- The sentence is "disproportionate to the crime," prosecutors say
- Famed athlete has been described as a "fallen hero" who will never be at peace
- No comment from Pistorious family on the appeal
"The sentence of six years imprisonment, in all the circumstances, is disproportionate to the crime of murder committed," the National Prosecuting Authority (NPA) said in a written statement.
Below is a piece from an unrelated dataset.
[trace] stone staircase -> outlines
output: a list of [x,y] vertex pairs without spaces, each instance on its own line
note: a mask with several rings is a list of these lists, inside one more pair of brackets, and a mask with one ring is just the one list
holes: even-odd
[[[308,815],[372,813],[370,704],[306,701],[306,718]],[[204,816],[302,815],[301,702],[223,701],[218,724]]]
The NPA said that it hoped the appeal will clarify sentencing principles in South Africa, where serious crimes have prescribed minimum sentences.
This is the latest development in a dramatic case that has captivated South Africans and the world.
A dragged-out legal drama
Pistorious was originally convicted of manslaughter in 2014 after months of hearings, but a higher court reversed that to murder last year, leading to the latest sentencing.
Judge Thokozile Masipa surprised many when she sentenced the former Olympian to six years earlier this month. The minimum sentence for murder in South Africa is 15 years, but individual judges are given leeway if there are "substantial and compelling" reasons to do so.
Masipa cited mitigating circumstances for the lesser punishment, saying Pistorius is genuinely remorseful and a good candidate for rehabilitation.
She described him as a "fallen hero" who will never be at peace.
"It must be one of the most difficult things for any accused to have to face the victims of his crime and to apologize," the judge told the court.
A spokesperson for the Pistorius family said they would not comment at this time.
Despite a series of hearings, questions remain about exactly what happened at 4 a.m. in the early hours of Valentine's Day three years ago. Stunned fans have wondered how the celebrated former Olympian and Paralympic gold medalist turned into a killer.
Pistorius killed Reeva Steenkamp at his home in an upscale Pretoria neighborhood -- an act he says was an accident, after he mistook her for an intruder, but one the prosecution called a deliberate act after the two had an argument.
The prosecution has said that Pistorius had a violent streak, and that he murdered his lover after a late-night argument. But the judge said there was no evidence supporting the accusation that the two had a fight.
The defense has always maintained that the amputee track star mistakenly believed Steenkamp was an intruder and feared for his life when he shot through the door.